「Vibeコーディング」したWebサイトが罰金を招く理由
AIに「良い感じに作って」と頼んで出来上がったWebサイト(いわゆるVibe coding)には、アクセシビリティ違反やプライバシー法への非対応など、法的リスクが潜んでいる。企業は軽い気持ちでAI生成コードを本番投入すると、アクセシビリティ訴訟やGDPR/CCPA違反による罰金を科される可能性がある。開発者自身がコードを理解せずにデプロイする「Vibe coding」の危険性を、具体例とともに警鐘を鳴らす。
背景メモ
- **"Vibe coding"** とは、AI(主にLLM)に自然言語で指示するだけでコードを生成させ、中身を理解せずにそのまま本番公開してしまう開発スタイルを指すスラング。2025年ごろから一部のエンジニア界隈で使われている。

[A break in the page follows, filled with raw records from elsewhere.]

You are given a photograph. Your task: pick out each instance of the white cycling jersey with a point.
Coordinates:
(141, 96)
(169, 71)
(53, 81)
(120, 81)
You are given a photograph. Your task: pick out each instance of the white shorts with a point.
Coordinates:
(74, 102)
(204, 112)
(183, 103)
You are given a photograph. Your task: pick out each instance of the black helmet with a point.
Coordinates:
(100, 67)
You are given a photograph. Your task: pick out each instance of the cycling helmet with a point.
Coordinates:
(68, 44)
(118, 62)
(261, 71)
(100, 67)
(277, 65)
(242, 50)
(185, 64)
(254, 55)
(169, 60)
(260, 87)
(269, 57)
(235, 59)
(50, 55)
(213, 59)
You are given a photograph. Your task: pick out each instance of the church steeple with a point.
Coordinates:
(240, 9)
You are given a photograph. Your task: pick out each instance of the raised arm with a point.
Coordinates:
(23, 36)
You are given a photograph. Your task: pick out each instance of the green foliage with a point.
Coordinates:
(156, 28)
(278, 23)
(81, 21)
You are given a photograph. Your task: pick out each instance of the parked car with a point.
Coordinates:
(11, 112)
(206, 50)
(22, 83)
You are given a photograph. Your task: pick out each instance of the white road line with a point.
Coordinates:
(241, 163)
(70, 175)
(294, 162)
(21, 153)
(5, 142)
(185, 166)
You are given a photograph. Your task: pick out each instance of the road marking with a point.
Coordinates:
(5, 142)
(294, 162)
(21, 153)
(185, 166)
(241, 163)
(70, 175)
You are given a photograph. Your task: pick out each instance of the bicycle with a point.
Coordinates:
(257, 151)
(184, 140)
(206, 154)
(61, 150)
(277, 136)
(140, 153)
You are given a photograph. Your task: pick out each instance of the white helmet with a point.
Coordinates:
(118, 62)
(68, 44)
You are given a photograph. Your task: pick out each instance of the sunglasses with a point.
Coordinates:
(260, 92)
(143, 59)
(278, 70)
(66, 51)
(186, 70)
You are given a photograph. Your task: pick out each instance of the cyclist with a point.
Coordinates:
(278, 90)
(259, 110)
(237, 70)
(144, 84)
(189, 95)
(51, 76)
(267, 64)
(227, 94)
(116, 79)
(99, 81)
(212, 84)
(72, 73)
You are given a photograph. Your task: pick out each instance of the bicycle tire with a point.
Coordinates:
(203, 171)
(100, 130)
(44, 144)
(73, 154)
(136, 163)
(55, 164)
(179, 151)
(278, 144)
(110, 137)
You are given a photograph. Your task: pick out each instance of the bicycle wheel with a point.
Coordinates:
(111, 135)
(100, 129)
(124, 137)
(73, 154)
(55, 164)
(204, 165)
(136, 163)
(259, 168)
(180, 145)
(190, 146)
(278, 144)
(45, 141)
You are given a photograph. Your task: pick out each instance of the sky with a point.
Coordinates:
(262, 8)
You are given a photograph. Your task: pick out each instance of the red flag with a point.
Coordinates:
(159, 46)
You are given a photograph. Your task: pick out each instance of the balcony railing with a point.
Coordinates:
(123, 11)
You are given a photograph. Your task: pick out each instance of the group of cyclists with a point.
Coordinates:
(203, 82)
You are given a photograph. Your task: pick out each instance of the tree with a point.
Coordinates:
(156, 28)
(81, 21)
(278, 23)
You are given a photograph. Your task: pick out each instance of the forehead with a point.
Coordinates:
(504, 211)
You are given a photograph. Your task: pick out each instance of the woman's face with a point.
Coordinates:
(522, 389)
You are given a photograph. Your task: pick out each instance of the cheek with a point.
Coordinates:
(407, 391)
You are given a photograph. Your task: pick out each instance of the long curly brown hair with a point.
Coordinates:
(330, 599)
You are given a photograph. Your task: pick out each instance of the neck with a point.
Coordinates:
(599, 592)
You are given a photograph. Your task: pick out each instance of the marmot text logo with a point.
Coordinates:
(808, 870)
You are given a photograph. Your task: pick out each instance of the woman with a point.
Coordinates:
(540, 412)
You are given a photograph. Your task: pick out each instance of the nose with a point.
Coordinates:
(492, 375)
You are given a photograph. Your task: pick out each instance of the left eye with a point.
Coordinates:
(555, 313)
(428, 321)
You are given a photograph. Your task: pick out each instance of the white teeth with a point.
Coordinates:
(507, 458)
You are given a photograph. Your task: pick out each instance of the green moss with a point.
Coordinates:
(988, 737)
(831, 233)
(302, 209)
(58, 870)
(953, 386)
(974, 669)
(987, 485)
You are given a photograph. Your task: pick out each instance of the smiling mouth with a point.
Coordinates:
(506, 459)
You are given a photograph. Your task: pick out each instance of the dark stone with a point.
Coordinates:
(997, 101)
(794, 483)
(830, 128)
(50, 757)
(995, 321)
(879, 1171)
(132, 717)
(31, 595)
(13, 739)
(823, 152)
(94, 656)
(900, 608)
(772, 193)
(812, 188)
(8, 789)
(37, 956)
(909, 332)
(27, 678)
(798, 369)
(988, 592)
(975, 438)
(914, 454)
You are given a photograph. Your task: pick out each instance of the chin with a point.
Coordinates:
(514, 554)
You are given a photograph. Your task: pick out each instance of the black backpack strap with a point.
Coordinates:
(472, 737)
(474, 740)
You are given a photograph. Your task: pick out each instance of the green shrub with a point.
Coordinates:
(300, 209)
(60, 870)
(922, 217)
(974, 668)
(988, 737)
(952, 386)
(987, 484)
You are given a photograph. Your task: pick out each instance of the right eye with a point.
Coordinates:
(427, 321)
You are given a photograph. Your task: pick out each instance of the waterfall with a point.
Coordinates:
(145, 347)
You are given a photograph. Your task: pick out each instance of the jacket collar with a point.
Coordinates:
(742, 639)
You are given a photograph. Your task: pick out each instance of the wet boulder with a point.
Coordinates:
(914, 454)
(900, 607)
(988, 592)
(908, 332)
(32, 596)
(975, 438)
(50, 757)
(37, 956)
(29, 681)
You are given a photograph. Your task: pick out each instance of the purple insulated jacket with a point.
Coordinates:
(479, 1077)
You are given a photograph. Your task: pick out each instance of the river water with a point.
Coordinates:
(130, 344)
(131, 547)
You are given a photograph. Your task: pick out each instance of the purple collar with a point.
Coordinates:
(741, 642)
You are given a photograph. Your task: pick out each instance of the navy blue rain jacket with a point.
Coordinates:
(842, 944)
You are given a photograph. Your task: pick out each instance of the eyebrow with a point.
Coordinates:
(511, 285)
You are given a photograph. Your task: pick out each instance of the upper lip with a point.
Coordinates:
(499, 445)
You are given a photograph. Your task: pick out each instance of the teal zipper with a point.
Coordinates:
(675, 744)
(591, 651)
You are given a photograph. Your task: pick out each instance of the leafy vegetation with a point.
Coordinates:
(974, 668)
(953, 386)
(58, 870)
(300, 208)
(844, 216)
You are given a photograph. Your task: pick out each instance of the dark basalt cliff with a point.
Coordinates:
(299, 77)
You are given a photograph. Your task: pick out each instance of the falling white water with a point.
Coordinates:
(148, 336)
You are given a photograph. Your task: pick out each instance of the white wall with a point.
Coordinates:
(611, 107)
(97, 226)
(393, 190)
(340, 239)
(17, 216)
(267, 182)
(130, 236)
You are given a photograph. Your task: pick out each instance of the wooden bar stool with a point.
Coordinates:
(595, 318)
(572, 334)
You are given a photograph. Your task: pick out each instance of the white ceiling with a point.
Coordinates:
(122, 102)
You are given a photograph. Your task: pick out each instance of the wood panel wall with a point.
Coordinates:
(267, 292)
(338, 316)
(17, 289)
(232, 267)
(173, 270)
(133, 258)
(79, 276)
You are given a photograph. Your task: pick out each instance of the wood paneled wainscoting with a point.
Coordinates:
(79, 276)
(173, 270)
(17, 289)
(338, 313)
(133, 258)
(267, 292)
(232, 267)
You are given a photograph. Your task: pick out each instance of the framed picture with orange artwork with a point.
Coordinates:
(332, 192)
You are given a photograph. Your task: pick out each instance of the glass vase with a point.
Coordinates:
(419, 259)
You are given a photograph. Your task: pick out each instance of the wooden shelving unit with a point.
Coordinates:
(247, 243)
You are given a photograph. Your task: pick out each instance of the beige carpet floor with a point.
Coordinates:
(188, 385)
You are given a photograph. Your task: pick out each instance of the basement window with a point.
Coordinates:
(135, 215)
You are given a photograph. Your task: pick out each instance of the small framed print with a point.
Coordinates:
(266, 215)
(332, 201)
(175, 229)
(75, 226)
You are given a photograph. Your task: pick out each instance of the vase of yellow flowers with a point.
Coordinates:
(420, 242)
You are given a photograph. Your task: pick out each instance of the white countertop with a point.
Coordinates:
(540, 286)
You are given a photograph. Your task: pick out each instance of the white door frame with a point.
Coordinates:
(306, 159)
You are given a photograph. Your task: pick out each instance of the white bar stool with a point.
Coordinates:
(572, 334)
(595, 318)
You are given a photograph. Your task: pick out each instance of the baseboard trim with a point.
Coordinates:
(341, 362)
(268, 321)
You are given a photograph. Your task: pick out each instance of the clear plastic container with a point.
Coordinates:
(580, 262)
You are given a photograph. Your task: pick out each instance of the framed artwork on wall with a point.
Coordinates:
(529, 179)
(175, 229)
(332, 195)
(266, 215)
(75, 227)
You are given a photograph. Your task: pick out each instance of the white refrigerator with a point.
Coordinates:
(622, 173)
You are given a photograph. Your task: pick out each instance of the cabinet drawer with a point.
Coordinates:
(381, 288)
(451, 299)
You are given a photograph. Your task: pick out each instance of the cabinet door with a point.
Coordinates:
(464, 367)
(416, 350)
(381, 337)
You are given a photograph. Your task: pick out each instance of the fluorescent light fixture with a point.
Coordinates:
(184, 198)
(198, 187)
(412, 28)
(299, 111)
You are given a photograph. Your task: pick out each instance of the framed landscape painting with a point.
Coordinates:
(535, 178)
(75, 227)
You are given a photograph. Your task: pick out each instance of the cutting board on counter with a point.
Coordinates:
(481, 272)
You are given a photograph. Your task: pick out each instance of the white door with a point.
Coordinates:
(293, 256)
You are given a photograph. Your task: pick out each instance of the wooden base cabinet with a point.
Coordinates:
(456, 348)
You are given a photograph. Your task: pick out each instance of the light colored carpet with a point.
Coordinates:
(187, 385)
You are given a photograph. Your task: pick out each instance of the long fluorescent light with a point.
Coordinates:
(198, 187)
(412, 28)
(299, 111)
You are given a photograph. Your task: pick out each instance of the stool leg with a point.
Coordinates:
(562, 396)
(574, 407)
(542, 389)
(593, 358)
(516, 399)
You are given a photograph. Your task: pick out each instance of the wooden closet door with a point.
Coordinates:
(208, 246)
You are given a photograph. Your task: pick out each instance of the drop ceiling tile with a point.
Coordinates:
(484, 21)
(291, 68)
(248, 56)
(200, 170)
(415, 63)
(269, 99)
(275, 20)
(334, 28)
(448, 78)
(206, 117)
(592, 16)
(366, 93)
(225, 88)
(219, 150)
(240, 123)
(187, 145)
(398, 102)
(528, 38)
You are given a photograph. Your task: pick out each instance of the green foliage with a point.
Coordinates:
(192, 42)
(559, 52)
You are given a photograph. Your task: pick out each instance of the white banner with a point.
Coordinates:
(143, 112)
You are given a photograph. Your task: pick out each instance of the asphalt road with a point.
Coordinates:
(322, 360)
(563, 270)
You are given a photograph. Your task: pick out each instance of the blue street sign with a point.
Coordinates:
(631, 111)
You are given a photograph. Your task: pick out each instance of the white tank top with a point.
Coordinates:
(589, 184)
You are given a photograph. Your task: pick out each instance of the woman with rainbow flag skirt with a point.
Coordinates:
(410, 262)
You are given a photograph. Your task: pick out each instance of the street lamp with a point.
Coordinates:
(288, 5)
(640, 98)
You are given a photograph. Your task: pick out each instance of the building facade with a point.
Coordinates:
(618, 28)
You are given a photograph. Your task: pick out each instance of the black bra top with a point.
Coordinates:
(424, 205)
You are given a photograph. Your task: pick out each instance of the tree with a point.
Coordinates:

- 問題の核心:AIが生成したコードは、アクセシビリティ(a11y)要件や各国のアクセシビリティ法制(例:EUのEuropean Accessibility Act、米国のADA訴訟リスク)を満たしていないケースが非常に多い。スクリーンリーダー非対応、キーボード操作不能、コントラスト不足などが典型的。
- thoughtbotは老舗のRuby on Rails開発・コンサル企業で、ソフトウェア品質やアクセシビリティに関する記事を多数発信している。本稿は「AIに任せればOK」という風潮への警告。
- 欧米ではWebアクセシビリティ違反で企業が集団訴訟される事例が増加中。vibe codingで作ったサイトを無修正で公開すると、知らなかったでは済まされない法的リスクがある、というのが筆者の主張。